Mr. Nice

Last Updated: April 15, 2014By Tags: ,

Rhys Ifans is a truly great actor who’s been relegated to many small, overly quirky roles (think the weirdo roommate in “Notting Hill” or the occult-inspired character in “Harry Potter”).  In “Mr. Nice,” Ifans gets a chance to shine as a leading man, but although the film bears a more than passing interest there’s no denying it lacks a certain spark.

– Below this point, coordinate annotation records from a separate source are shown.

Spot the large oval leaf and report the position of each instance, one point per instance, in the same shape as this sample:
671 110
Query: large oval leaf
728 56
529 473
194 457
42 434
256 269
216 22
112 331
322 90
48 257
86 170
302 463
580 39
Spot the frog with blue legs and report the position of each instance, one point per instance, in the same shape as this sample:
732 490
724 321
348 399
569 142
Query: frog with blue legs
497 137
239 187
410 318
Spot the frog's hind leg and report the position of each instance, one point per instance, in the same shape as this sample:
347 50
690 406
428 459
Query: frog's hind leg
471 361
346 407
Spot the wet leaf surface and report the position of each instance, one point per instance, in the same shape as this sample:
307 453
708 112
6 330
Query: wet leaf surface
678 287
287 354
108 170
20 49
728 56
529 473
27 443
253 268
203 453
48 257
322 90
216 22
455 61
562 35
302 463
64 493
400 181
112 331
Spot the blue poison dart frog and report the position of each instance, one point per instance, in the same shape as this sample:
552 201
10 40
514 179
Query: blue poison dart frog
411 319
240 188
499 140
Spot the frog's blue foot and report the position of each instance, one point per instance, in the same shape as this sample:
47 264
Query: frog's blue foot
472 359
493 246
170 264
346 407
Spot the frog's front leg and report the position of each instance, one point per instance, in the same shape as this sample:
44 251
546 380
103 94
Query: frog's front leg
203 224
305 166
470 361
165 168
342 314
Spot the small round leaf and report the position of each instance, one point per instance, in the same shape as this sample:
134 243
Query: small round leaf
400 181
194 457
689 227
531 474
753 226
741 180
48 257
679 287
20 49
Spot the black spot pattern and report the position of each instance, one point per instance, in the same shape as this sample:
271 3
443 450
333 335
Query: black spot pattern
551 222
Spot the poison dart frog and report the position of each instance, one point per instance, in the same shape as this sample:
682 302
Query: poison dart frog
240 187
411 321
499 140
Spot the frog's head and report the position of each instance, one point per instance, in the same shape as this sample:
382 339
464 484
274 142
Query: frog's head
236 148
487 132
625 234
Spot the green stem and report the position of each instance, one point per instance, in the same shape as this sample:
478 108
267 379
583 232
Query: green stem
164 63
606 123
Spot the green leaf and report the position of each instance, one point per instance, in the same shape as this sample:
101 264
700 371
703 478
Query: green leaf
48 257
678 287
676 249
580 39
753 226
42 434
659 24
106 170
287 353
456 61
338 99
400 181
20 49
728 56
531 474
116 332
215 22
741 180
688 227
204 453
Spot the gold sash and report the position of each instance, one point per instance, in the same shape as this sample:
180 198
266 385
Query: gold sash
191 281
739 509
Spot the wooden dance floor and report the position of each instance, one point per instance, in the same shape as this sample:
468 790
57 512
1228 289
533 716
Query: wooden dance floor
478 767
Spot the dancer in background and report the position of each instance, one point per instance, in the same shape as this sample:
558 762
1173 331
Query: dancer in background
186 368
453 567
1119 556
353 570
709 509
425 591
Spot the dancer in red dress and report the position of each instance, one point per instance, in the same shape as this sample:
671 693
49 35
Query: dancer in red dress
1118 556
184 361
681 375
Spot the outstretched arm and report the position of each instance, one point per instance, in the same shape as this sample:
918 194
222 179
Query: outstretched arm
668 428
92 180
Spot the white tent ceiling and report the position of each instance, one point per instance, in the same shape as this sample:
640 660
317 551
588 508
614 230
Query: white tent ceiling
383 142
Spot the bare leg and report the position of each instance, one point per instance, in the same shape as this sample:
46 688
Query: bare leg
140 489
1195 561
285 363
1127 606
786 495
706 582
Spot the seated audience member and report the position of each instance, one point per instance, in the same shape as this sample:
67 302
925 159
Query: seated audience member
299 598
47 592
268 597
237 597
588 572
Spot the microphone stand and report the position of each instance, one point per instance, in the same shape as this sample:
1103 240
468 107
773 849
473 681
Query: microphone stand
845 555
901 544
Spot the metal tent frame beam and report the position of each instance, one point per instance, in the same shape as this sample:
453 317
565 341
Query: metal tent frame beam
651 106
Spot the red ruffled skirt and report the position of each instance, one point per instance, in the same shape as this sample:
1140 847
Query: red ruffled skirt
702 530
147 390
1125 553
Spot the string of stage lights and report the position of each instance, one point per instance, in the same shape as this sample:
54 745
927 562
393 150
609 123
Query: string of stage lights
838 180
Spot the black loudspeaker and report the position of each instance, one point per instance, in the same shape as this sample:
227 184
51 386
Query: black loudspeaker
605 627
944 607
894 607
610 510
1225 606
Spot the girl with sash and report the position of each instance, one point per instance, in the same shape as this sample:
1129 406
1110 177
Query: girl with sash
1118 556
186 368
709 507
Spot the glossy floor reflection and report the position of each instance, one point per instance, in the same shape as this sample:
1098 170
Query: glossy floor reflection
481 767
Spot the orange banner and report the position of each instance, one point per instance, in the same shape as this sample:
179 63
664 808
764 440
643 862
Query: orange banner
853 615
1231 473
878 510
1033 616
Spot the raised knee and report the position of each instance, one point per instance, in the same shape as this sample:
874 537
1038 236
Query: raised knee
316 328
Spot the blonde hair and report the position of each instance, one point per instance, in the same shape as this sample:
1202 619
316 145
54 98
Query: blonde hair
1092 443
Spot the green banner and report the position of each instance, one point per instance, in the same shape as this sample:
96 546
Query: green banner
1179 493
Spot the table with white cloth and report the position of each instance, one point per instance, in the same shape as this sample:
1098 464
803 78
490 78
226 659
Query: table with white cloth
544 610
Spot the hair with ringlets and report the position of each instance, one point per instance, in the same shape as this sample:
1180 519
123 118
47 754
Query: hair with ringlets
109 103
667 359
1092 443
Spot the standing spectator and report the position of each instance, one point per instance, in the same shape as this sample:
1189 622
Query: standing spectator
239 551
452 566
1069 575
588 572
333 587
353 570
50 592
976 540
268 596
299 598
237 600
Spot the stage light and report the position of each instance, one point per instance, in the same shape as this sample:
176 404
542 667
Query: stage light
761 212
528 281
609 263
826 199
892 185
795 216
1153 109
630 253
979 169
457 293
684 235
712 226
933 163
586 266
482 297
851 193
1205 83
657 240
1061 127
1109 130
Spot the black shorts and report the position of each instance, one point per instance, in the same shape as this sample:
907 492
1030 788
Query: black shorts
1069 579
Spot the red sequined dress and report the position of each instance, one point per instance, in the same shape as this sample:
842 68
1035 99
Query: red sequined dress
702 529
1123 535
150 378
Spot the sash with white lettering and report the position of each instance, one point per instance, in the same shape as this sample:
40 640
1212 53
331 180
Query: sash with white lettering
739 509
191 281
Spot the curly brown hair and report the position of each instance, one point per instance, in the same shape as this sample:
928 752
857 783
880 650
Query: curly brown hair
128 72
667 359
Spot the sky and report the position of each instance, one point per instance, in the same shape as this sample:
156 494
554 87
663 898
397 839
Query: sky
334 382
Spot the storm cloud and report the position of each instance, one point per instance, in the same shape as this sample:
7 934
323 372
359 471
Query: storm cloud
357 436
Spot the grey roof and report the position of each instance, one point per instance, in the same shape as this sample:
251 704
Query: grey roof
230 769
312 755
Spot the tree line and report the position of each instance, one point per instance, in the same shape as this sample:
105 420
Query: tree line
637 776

Writer/Director Bernard Rose, best known for his films “Immortal Beloved” (1994) and “Candyman” (1992), has crafted a solid script around the true-life tale of Howard Marks, an Oxford-educated Welshman who starts studying literature and ends up running an international drug smuggling operation.  Marks didn’t exactly set out to be a drug kingpin, but he didn’t fall into a life of crime by accident, either: once he saw how much money a friend was making running hashish back and forth across Europe, he could hardly keep his mind off it.  It’s this moral ambivalence that makes the film relevant and noteworthy.

Chloe Sevigny, who also makes the film worth watching, co-stars as Marks’ long-suffering girlfriend, and the two do a great job of portraying a tumultuous but genuinely affectionate relationship.  Over the years they have four children together and jet around Europe and America, always trying to stay one step ahead of the relevant authorities.  However, the pieces of the film that should be its most dramatic points—the piles of money, the crushing police busts—are carried out with the same feeling of detached observation as an early scene of Marks reading at Oxford.

Rose likely decided to shoot the film this way on purpose, as a response to the hyped-up Hollywood image of drug smugglers (think “Blow” or “Traffic”), and the fact that he was telling the story of a real person’s life.

“Mr. Nice” works well as a period piece, beginning in the Sixties and, through an innovative use of green-screening convincingly bringing the story all the way into the late Nineties.  But though there’s nothing truly wrong with this film, the emotional arc of the story just isn’t quite there; it’s never as surprising or clever as you can tell it wants to be.